On Tuesday 08 March 2011, Philippe De Muyter wrote:
On Tue, Mar 08, 2011 at 02:41:03PM +0100, Arnd Bergmann wrote:
The -a tests are still inconclusive. What kind of device is this? What is the total size? (in /proc/partitions) For a USB device, what is the output of lsusb? For a SD card, can you put the card into a builtin SD card reader and do 'head /sys/block/mmcblk0/device/*'?
It is a 2GB compactflash card. I do not remember the brand and model. I'll look them up tomorrow.
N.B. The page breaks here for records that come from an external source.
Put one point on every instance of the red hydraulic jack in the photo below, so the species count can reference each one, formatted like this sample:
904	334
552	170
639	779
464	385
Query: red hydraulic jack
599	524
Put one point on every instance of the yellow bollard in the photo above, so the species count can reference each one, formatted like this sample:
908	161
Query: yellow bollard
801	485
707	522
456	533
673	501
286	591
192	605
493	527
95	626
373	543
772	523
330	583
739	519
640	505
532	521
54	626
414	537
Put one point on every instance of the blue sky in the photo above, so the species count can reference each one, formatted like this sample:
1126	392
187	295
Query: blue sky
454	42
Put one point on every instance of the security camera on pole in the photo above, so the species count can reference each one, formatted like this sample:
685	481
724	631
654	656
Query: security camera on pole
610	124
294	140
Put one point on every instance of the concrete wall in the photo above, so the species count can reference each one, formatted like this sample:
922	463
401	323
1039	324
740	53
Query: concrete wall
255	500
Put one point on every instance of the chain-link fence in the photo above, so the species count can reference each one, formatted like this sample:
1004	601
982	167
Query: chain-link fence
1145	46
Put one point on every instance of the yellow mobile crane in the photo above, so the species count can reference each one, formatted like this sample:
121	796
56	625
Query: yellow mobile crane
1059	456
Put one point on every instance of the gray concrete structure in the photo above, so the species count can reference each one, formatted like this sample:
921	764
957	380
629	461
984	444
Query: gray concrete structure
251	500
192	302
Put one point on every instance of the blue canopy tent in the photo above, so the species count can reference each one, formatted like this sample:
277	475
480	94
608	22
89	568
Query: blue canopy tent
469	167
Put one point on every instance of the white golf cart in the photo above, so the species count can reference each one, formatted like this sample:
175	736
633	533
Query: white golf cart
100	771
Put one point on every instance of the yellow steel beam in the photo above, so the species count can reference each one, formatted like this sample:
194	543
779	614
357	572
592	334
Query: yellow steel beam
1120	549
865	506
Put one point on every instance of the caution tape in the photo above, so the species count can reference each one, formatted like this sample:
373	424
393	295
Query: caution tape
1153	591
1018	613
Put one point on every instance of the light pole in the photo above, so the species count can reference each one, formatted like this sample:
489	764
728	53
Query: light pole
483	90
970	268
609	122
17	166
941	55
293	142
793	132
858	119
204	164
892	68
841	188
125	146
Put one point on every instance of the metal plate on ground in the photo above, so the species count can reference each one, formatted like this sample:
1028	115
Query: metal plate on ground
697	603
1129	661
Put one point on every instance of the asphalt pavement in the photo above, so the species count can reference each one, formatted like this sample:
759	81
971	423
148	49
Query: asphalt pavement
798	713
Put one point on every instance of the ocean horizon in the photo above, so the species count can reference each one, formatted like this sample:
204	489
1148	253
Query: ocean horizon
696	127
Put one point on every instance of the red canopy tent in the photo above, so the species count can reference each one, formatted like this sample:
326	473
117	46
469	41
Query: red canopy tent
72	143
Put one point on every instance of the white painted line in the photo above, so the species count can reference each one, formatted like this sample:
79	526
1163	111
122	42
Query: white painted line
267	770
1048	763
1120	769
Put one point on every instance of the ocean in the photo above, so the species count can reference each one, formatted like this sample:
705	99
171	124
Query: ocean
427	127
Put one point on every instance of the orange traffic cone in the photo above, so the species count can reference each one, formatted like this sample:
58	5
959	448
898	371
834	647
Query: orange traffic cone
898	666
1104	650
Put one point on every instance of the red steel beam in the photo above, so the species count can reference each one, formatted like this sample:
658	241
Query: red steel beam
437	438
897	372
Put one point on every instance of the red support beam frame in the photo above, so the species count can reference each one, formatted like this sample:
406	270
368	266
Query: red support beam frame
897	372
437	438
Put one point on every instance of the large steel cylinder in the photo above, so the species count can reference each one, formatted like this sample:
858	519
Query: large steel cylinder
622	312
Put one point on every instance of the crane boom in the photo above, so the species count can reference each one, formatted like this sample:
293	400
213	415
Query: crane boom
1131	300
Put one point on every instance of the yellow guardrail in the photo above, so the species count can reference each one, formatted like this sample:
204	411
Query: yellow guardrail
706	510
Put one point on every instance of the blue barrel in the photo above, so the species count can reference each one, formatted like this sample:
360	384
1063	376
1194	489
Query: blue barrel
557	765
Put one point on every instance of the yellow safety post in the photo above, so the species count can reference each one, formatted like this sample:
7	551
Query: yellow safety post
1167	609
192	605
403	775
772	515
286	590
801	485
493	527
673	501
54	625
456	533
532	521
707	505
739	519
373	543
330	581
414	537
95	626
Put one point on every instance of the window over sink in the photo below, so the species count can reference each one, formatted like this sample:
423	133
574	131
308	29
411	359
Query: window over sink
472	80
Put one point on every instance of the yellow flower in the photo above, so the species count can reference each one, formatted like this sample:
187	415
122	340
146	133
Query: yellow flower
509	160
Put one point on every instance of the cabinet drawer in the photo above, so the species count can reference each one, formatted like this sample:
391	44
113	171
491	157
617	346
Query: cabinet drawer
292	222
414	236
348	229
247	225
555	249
From `dmesg': [ 1.202196] ata3.00: CFA: PIO, 20100202, max PIO4 [ 1.202241] ata3.00: 3980592 sectors, multi 0: LBA [ 1.202284] ata3.00: applying bridge limits [ 1.208129] ata3.00: configured for PIO4 [ 1.243481] scsi 2:0:0:0: Direct-Access ATA PIO 2010 PQ: 0 ANSI: 5 [ 1.243754] sd 2:0:0:0: [sdb] 3980592 512-byte logical blocks: (2.03 GB/1.89 GiB) From /proc/partitions: 8 16 1990296 sdb 8 17 1989760 sdb1
Fascinating, so the size is actually not a multiple of any significant block, which means that it either uses a completely different algorithm or it has a segment size that is slightly smaller or bigger.
I noticed that the partition starts at sector 514, which is just slightly over 512, and the drive size is a multiple of 504 sectors long, which is just slightly lower than 512. Flashbench does not handle this yet, but I plan to add support for this because I have recently encountered a USB stick that uses 4128 KB segments.
One thing that you can try is to run
flashbench -s --scatter-span=3 --scatter-order=14 --blocksize=8192 --count=100 /dev/sdb -o output.plot gnuplot -p -e 'plot "output.plot"'
This will show you the time to read 3 blocks of 8 KB starting at 2^14 addresses 8KB apart. Normally, the boundaries between segments will show up as periodic dots above one or two relatively straight lines. Looking at the offsets in the output.plot text file will show you exactly where these are.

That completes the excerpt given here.